Mesmo com o uso de técnicas estatísticas avançadas, como a análise geoespacial e o pareamento por escore de propensão, a cor da pele se manteve como um fator independente que aumenta o risco de homicídio. Em um dos modelos analisados, a probabilidade de pessoas negras serem assassinadas foi 2,3 vezes maior em relação às pessoas brancas. Esses achados reforçam que a disparidade na mortalidade não pode ser explicada apenas por fatores socioeconômicos ou espaciais, ressaltando a influência do racismo estrutural na dinâmica da violência no Brasil.
O pareamento por escore de propensão é uma técnica que compara indivíduos de diferentes raças em condições sociais semelhantes, levando em conta fatores como idade, escolaridade, endereço e estado civil. Essa metodologia colabora para isolar o impacto da cor da pele, evitando que as diferenças observadas sejam atribuídas meramente a desigualdades socioeconômicas.

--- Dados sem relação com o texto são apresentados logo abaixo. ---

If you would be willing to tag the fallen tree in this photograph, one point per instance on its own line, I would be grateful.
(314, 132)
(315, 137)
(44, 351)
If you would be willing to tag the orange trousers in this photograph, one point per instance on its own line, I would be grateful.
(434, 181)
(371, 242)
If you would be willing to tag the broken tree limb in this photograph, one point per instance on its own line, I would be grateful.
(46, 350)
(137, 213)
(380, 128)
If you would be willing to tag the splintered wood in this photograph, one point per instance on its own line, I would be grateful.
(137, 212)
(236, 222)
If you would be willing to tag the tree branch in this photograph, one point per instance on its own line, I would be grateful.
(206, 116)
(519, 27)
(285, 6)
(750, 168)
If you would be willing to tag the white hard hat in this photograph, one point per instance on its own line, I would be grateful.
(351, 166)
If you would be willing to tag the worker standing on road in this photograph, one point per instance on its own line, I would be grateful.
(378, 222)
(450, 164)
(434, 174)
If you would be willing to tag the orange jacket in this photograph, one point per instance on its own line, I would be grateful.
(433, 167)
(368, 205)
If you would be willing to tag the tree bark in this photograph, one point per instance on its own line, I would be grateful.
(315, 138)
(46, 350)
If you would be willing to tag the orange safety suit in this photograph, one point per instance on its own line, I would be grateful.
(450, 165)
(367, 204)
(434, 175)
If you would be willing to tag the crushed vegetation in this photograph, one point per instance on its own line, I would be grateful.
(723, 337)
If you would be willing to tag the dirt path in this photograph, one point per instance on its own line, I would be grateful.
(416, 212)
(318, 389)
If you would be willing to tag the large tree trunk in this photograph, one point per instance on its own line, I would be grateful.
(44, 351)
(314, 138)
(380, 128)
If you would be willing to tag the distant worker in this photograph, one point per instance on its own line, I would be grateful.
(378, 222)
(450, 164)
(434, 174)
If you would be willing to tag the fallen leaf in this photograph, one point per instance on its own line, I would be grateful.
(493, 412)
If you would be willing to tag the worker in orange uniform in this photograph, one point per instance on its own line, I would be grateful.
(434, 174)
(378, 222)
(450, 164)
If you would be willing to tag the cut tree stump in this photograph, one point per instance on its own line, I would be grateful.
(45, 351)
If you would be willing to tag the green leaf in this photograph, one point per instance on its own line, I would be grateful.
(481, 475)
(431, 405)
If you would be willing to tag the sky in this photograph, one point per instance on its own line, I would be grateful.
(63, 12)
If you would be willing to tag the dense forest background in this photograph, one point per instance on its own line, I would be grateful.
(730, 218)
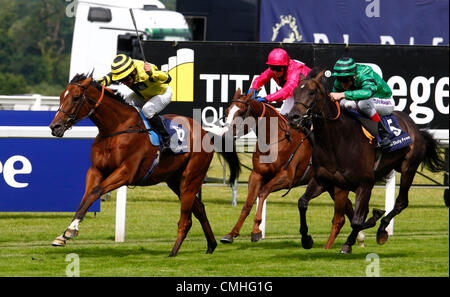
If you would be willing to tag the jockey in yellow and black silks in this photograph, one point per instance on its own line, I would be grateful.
(151, 90)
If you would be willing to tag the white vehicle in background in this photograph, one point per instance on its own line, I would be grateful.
(104, 28)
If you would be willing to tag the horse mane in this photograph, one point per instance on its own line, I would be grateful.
(114, 94)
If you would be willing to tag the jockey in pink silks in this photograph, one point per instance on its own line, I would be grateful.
(286, 73)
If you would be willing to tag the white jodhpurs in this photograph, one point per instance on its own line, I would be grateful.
(154, 105)
(370, 106)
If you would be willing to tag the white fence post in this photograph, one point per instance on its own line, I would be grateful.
(121, 205)
(390, 199)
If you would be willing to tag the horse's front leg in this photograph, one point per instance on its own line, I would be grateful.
(254, 185)
(359, 222)
(313, 190)
(96, 186)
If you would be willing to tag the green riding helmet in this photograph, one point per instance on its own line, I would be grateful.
(344, 67)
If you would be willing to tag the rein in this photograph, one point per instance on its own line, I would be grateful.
(92, 102)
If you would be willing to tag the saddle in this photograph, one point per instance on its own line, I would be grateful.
(398, 137)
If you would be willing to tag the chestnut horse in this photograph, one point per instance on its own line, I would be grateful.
(280, 161)
(343, 157)
(122, 154)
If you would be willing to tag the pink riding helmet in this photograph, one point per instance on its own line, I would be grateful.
(278, 57)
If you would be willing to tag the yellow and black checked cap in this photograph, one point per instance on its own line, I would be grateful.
(121, 67)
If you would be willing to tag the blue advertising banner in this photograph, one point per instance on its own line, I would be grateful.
(423, 22)
(41, 174)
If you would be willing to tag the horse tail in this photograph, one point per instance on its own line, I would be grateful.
(227, 149)
(433, 160)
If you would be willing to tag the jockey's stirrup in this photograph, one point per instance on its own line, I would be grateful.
(385, 142)
(158, 125)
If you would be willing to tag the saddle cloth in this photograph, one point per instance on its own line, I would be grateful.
(398, 137)
(178, 134)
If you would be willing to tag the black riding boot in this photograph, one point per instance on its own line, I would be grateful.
(385, 142)
(158, 125)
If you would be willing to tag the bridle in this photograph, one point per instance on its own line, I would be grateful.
(73, 118)
(310, 114)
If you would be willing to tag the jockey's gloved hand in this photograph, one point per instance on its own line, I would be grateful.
(261, 99)
(255, 93)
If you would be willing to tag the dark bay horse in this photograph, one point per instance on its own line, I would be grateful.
(343, 157)
(270, 158)
(122, 154)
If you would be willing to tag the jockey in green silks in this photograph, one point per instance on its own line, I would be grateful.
(360, 88)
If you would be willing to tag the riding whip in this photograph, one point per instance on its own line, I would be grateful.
(137, 34)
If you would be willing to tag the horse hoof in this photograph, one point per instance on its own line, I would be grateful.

A Necessidade de Políticas Públicas Eficazes
Os dados obtidos na pesquisa evidenciam a urgência de políticas públicas integradas e focadas, que abordem a violência a partir de uma perspectiva racial, social e regional. Investimentos contínuos em áreas como educação, saúde, cultura, esporte, geração de renda e políticas voltadas para a juventude são cruciais para a diminuição da violência letal. Além disso, é fundamental reorientar as políticas de segurança pública para modelos que priorizem a prevenção, proteção da vida e respeito aos direitos humanos.

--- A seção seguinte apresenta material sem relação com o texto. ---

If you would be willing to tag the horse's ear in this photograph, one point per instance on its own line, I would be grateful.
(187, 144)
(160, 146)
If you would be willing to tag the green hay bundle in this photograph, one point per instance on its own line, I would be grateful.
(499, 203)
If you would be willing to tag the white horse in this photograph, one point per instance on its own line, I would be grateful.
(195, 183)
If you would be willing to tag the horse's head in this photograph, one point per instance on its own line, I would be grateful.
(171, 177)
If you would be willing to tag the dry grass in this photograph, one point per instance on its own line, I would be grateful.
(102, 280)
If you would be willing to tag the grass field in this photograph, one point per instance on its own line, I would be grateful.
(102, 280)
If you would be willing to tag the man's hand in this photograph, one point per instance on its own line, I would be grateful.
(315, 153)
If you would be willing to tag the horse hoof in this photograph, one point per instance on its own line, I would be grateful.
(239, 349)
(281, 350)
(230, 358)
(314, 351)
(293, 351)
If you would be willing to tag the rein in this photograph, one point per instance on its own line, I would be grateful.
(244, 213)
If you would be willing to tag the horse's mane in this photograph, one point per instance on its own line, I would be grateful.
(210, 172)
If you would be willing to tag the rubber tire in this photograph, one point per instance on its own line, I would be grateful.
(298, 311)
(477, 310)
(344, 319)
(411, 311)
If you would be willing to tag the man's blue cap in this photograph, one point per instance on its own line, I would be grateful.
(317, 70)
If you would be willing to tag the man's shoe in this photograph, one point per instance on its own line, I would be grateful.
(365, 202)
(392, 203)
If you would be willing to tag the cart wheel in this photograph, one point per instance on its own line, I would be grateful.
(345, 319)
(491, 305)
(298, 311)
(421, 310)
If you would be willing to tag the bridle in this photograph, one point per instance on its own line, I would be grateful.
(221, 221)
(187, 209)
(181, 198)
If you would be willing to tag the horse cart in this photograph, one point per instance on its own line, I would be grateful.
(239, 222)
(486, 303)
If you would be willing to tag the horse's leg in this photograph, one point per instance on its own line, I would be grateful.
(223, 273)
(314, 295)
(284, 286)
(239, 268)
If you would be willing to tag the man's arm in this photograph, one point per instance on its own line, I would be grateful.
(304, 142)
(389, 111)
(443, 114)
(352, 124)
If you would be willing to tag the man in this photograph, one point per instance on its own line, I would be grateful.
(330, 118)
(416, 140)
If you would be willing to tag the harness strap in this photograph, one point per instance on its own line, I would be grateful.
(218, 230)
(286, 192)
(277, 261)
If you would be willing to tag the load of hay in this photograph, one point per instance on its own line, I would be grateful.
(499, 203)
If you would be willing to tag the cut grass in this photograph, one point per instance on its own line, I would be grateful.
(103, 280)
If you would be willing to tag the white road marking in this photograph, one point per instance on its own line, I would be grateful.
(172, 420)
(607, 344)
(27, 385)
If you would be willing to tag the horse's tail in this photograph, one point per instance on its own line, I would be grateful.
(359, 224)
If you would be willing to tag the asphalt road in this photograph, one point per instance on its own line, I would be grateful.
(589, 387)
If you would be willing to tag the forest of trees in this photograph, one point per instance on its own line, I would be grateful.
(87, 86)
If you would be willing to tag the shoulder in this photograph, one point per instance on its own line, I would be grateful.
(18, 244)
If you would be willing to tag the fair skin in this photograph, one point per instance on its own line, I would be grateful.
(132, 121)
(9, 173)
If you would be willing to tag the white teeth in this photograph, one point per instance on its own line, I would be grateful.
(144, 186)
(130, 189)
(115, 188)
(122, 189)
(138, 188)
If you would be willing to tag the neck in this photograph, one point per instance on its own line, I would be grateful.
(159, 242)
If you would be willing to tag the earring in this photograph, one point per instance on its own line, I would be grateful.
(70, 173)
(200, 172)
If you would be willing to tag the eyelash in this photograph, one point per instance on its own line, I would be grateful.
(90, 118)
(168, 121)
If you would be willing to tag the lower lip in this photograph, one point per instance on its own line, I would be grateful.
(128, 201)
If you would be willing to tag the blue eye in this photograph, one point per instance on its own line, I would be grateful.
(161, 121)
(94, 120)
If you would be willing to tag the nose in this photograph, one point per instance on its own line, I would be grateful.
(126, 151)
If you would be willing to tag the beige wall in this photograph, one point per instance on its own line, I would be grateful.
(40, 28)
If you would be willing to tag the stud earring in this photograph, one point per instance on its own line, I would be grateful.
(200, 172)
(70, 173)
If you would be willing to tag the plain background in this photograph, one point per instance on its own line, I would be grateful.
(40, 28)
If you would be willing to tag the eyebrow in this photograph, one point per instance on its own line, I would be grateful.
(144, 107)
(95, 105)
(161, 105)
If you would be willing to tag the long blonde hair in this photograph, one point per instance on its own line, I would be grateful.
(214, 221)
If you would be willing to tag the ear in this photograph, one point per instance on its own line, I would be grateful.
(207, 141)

A pesquisa da USP demonstra que a violência no Brasil não é aleatória ou neutra; ao contrário, ela tem cor, território e classe social definidas. Transformar esse diagnóstico em ação exige um compromisso real do Estado com políticas públicas estruturantes e duradouras, que levem em consideração a necessidade de enfrentar o racismo, reduzir desigualdades e garantir o direito à vida como um princípio central em uma sociedade democrática.
A pesquisa completa pode ser acessada em: https://doi.org/10.1590/1413-81232026311.00252024. Este estudo foi realizado por Rildo Pinto da Silva e Antonio Pazin-Filho, da Universidade de São Paulo, campus de Ribeirão Preto, e publicado na revista Ciência & Saúde Coletiva, volume 31, número 1, 2026. DOI: 10.1590/1413-81232026311.00252024.